El histórico relator deportivo escribió un libro con sus memorias
Cuando yo estaba permanentemente viajando, Mimí fue la mamá y el papá de nuestros hijos, pero también el gásfiter y hasta la electricista de la casa, dice.
Vladimiro Mimica dice que nunca se imaginó la cantidad de gente que lo acompañaría. A sus 81 años, el histórico relator deportivo lanzó un libro con sus memorias, titulado «Tuya, mía, para ti y para mí». Lo presentó en el Estadio Nacional y al lanzamiento asistieron 270 personas.
Entre ellas, invitados tan ilustres como el ex presidente Gabriel Boric o el ex futbolista e ídolo de Colo Colo Carlos Caszely, «un amigo estrecho, cercano, muy querido y muy querible», dice Mimica. El ex alcalde de Punta Arenas les dedica un extenso agradecimiento a todos ellos en su autobiografía. «Era una obligación compartir estas vivencias en mi calidad de actor y testigo de una vida que, como todas, ha tenido soles y sombras, penas y alegrías, pero por sobre todo gratitud», dijo.
El agradecimiento más emotivo se lo dedicó a su esposa, Sandra Guerrero. «Gracias, Mimí, mi compañera de viaje por casi cincuenta años», le dedicó. El hombre de radio y la orientadora familiar se conocieron en 1979, cuando él trabajaba en Cooperativa. Pololearon siete meses antes de casarse y tuvieron tres hijos: Vladimiro, Andre y Tania Marina, quien nació con síndrome de Prader-Willi y falleció a los 19 años.

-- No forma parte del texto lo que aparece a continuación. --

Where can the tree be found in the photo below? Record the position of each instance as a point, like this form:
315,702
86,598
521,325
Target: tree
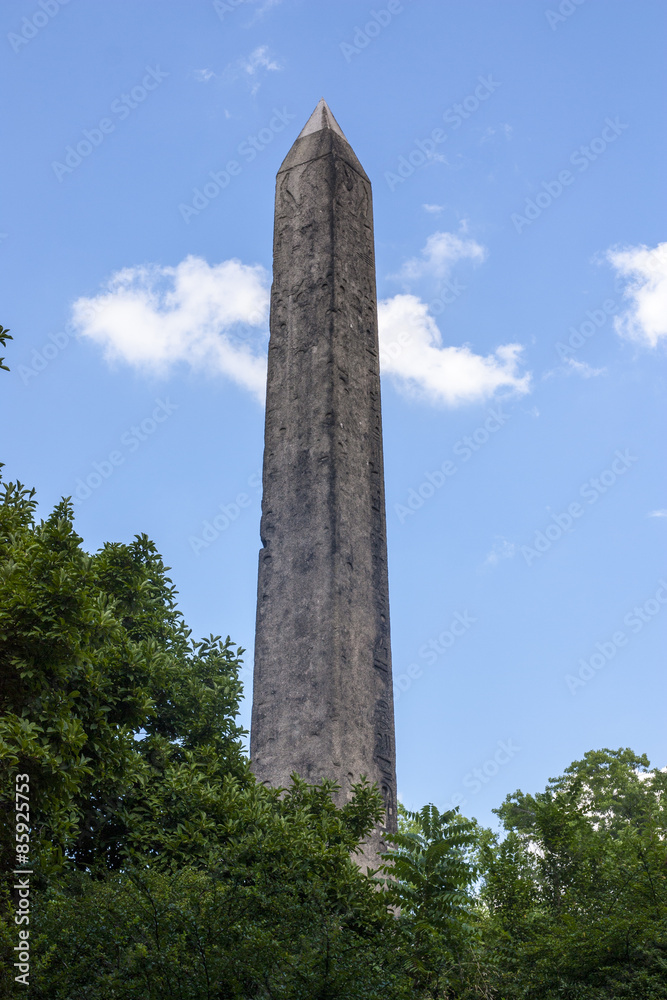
4,337
576,893
430,877
161,865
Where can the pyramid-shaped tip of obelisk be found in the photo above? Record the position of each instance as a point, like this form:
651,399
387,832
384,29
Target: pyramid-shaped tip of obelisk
321,118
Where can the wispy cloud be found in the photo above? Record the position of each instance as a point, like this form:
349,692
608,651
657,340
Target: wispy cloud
413,355
212,318
252,68
259,59
439,255
502,549
492,131
645,271
571,366
204,75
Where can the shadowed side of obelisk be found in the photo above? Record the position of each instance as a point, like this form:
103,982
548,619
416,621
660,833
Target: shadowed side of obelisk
322,702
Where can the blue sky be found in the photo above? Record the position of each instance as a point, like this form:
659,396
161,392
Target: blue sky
516,152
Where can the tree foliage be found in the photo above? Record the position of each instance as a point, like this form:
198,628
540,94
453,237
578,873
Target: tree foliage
576,892
163,869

«Yo tengo una profunda admiración por mi mujer. Sin ninguna duda, ha sido un pilar fundamental en toda mi vida. Recuerdo que antes se decía que detrás de un gran hombre había una gran mujer. Ella me demostró que no está detrás, sino al lado, siempre al lado. Tengo mucha gratitud porque no ha sido sólo madre de mis hijos. Fue la mamá, el papá, el gásfiter y hasta la electricista de la casa cuando se necesitaba. E hizo todo eso sola, con tres hijos y mientras yo estaba permanentemente viajando por el mundo o saliendo a regiones. Cuando yo estaba en la plenitud en los medios, en la cresta de la ola, ella estuvo ahí. También durante mi periodo de alcalde, que fue muy duro», dice Mimica.

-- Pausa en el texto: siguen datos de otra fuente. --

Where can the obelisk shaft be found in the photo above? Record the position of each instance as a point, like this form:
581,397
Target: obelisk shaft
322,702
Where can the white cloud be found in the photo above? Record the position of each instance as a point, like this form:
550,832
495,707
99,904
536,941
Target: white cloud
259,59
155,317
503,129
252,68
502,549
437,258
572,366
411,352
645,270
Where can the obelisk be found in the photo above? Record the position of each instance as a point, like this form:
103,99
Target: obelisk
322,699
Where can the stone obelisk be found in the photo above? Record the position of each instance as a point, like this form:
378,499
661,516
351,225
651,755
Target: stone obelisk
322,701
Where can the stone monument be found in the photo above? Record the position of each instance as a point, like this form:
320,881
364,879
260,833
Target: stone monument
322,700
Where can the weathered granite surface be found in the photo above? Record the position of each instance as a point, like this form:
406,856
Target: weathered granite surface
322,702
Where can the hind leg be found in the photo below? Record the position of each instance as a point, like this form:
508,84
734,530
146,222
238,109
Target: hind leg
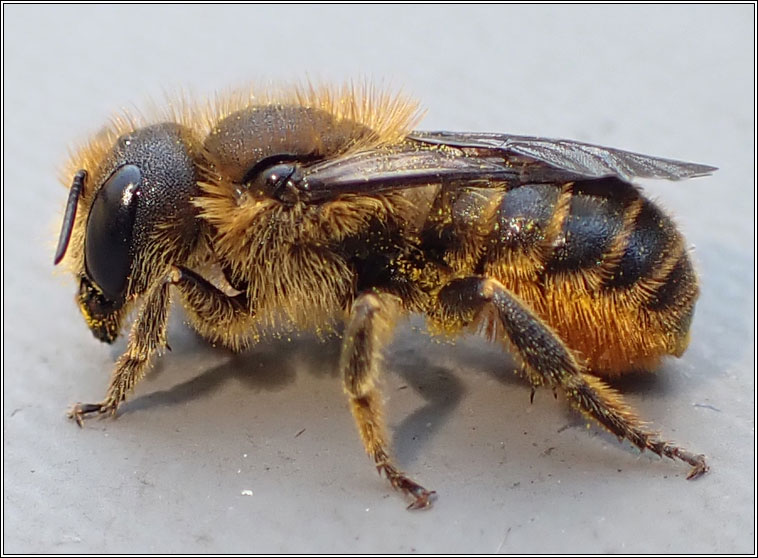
548,361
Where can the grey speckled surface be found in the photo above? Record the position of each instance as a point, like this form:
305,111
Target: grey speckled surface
169,474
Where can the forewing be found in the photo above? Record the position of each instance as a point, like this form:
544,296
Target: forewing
583,160
373,172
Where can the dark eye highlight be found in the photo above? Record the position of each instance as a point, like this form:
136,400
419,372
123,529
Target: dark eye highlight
108,246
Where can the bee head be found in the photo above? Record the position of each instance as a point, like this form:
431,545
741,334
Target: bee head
136,217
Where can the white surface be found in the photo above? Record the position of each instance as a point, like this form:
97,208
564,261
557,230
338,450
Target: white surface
173,472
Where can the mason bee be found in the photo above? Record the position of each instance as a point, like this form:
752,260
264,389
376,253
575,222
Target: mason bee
317,207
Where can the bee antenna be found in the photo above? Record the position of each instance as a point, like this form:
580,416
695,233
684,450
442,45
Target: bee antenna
68,219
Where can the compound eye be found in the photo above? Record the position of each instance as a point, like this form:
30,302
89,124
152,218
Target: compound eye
108,250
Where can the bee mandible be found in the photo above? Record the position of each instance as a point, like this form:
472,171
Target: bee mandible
318,206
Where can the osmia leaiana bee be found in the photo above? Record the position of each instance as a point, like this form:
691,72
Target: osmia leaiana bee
322,206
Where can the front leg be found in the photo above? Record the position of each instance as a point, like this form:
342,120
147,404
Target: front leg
147,335
370,325
210,305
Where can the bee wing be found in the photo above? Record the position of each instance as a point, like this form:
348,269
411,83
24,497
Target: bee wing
398,168
582,160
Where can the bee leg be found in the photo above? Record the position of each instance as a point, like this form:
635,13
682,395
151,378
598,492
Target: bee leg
209,304
147,335
368,329
549,361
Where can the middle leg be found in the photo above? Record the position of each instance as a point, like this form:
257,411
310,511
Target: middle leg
368,329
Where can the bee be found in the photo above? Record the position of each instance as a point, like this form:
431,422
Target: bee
321,207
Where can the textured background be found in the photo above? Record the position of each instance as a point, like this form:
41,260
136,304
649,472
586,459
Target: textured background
169,474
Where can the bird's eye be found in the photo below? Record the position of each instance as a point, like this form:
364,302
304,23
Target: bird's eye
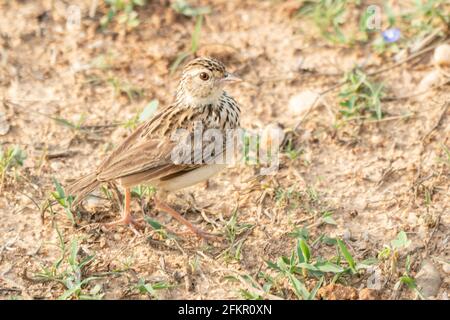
204,76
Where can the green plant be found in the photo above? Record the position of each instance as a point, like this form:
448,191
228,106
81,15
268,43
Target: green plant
302,265
151,289
63,199
360,96
184,8
408,280
70,270
232,230
124,11
331,16
148,111
195,41
10,159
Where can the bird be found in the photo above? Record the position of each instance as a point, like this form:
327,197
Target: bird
146,155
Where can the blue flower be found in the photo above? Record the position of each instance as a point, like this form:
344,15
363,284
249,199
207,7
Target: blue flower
391,35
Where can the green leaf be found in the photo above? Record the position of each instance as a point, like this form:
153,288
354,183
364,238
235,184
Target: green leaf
154,224
316,288
299,288
348,257
329,267
327,218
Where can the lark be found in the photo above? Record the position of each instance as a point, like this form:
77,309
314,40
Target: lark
146,155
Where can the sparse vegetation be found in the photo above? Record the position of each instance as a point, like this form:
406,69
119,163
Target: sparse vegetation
360,198
11,158
123,11
360,96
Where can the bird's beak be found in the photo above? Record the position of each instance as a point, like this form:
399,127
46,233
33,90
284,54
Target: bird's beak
230,78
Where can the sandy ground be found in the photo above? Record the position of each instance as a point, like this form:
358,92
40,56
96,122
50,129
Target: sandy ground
377,178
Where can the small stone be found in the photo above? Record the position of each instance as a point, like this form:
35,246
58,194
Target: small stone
432,79
302,102
446,268
428,279
442,55
368,294
272,137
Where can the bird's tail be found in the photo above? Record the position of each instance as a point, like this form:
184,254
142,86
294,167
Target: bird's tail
82,187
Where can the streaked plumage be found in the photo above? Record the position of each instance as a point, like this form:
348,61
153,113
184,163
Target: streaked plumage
145,156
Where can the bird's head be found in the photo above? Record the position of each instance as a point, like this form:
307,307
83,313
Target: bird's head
203,80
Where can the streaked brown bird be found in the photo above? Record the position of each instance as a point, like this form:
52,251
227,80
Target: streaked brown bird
145,157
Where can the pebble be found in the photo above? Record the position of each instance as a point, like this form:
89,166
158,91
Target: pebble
432,79
428,279
273,135
442,55
301,102
367,294
4,125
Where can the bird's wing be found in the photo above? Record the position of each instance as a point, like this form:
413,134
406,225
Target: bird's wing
131,141
148,156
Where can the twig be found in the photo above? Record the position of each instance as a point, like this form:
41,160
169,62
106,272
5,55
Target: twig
438,123
341,83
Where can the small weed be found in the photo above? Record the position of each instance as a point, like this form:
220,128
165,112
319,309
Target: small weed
148,111
151,289
64,200
446,158
408,280
232,230
184,8
195,41
70,271
302,265
328,16
123,11
11,158
292,152
360,96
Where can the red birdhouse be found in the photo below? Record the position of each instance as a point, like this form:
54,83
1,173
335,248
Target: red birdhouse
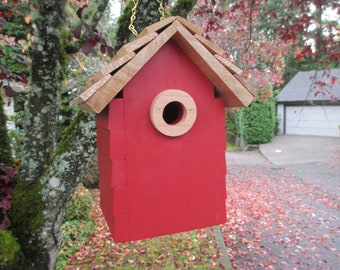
160,106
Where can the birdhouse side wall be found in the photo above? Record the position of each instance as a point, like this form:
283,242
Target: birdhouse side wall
173,183
111,163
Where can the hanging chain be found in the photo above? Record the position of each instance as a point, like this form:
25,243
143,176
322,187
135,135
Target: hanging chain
161,9
133,18
133,15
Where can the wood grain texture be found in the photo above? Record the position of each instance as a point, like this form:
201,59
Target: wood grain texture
192,28
187,112
245,84
231,67
114,64
209,45
231,90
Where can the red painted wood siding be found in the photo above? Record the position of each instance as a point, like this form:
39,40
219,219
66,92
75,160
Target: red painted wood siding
165,184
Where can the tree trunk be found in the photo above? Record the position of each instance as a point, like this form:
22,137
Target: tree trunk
51,170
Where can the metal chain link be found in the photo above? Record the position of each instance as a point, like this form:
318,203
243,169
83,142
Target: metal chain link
161,9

«Lo que más admiro de ella es que, mientras yo hacía todo eso, también estudiaba y cuidaba a los niños: también hacía de carpintero, gasfíter y electricista. Ella estudió orientación familiar y se tituló estando casada conmigo. Tenía que cumplir todas esas tareas y lo hizo a cabalidad. Cómo no voy a reconocer su compañía invalorable», añade.
En 2016, tras la muerte de Tania, junto a Mimí decidieron volver a vivir a Punta Arenas, donde había sido alcalde entre 2008 y 2012. Ahí también dio sus primeros pasos como cantagoles. «En mi carrera me tocó relatar partidos inolvidables: los de Zamorano en Real Madrid, Marcelo Salas en Wembley, los de Salas en el Monumental de Buenos Aires, los goles de Carlos Caszely, centros de Leonel Sánchez y cabezazos de Carlos Campos en la época del Ballet Azul, goles de figuras internacionales como Pelé, y tantos más. Relaté muchos goles importantes en Chile y en el mundo, pero el que más me marcó fue el primer gol que relaté, siendo un niño», afirma.

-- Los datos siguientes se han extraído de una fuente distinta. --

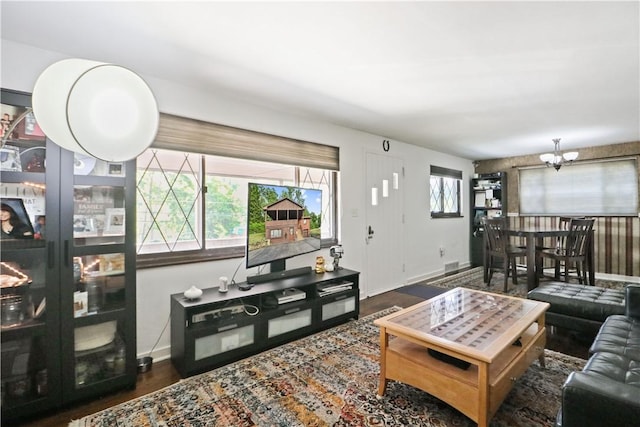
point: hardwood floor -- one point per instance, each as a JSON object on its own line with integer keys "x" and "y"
{"x": 163, "y": 374}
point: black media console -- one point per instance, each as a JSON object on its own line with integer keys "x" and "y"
{"x": 219, "y": 328}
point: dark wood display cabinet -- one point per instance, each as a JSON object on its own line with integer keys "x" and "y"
{"x": 68, "y": 327}
{"x": 488, "y": 199}
{"x": 221, "y": 327}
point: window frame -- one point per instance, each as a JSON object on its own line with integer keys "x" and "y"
{"x": 149, "y": 260}
{"x": 567, "y": 179}
{"x": 441, "y": 173}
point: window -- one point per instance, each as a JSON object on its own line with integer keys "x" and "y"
{"x": 607, "y": 187}
{"x": 445, "y": 194}
{"x": 188, "y": 202}
{"x": 191, "y": 205}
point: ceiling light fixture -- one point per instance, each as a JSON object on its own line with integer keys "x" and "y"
{"x": 89, "y": 107}
{"x": 556, "y": 159}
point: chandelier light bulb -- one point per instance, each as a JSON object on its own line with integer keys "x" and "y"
{"x": 556, "y": 159}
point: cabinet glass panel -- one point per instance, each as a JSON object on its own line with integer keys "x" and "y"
{"x": 99, "y": 281}
{"x": 289, "y": 322}
{"x": 338, "y": 308}
{"x": 24, "y": 142}
{"x": 221, "y": 342}
{"x": 24, "y": 372}
{"x": 98, "y": 215}
{"x": 100, "y": 352}
{"x": 85, "y": 165}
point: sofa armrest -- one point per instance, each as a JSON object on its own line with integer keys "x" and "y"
{"x": 632, "y": 301}
{"x": 594, "y": 400}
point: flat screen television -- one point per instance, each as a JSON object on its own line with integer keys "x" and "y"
{"x": 282, "y": 222}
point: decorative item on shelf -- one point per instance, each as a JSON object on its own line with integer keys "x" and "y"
{"x": 224, "y": 284}
{"x": 556, "y": 159}
{"x": 336, "y": 253}
{"x": 103, "y": 110}
{"x": 193, "y": 293}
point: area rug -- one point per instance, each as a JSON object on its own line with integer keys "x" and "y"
{"x": 327, "y": 379}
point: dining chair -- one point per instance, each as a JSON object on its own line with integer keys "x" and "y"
{"x": 500, "y": 249}
{"x": 571, "y": 249}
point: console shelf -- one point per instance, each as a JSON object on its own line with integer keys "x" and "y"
{"x": 220, "y": 328}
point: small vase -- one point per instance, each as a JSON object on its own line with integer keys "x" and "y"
{"x": 193, "y": 293}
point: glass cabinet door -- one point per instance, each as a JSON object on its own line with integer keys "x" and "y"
{"x": 28, "y": 329}
{"x": 97, "y": 296}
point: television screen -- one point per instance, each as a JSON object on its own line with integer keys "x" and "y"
{"x": 282, "y": 222}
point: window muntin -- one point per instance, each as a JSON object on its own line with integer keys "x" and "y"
{"x": 445, "y": 192}
{"x": 177, "y": 215}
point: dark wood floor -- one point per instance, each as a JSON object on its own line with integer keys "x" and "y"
{"x": 163, "y": 374}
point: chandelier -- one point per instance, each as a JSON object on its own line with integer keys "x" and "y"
{"x": 556, "y": 159}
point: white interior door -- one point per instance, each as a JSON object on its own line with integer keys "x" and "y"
{"x": 384, "y": 230}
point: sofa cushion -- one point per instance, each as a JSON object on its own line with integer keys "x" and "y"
{"x": 619, "y": 335}
{"x": 581, "y": 301}
{"x": 616, "y": 367}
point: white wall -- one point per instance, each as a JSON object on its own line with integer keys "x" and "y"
{"x": 423, "y": 236}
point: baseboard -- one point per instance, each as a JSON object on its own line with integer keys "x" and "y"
{"x": 618, "y": 277}
{"x": 437, "y": 274}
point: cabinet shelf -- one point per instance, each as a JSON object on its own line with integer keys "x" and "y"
{"x": 489, "y": 199}
{"x": 39, "y": 361}
{"x": 203, "y": 338}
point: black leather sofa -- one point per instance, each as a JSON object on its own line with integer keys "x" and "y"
{"x": 607, "y": 391}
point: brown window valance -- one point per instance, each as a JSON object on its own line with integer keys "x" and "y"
{"x": 184, "y": 134}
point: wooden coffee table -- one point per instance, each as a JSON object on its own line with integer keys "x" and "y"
{"x": 496, "y": 335}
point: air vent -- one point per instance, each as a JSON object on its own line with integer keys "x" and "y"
{"x": 451, "y": 267}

Cuando dice que su primer relato lo hizo siendo un niño no exagera: tenía sólo 10 años y le tocó narrar un partido de un campeonato de barrio infantil en Punta Arenas. «Hoy sería imposible que un niño de diez años tuviera la posibilidad de relatar fútbol por la radio. Me encantaría que eso pudiera ocurrir, pero es muy difícil. Yo llegué a la radio para cantar y recitar, hasta que un día se me acabó el repertorio. Entonces el conductor del programa, Alfonso Cárcamo, me preguntó si no sabía otra canción, porque estaba repitiendo siempre la misma. Le respondí que no, que mi repertorio era corto, pero le dije que podía relatar un partido de fútbol. Así empezó todo. Para demostrar lo que decía relaté un partido imaginario: la final entre Chile y Argentina del Campeonato Sudamericano de 1955, que ganó Argentina por 1-0 con un gol de Rodolfo Micheli. Recreé ese encuentro y desde entonces nunca más dejé de relatar fútbol. Y el primer gol que narré en una cancha de verdad lo hizo un niño como yo, de diez u once años: Noel Marín, el Chamaco Marín. Lo relaté en una canchita de la parroquia Cristo Obrero del barrio Prat de Punta Arenas. Han pasado más de setenta años y todavía lo recuerdo como si hubiera sido ayer».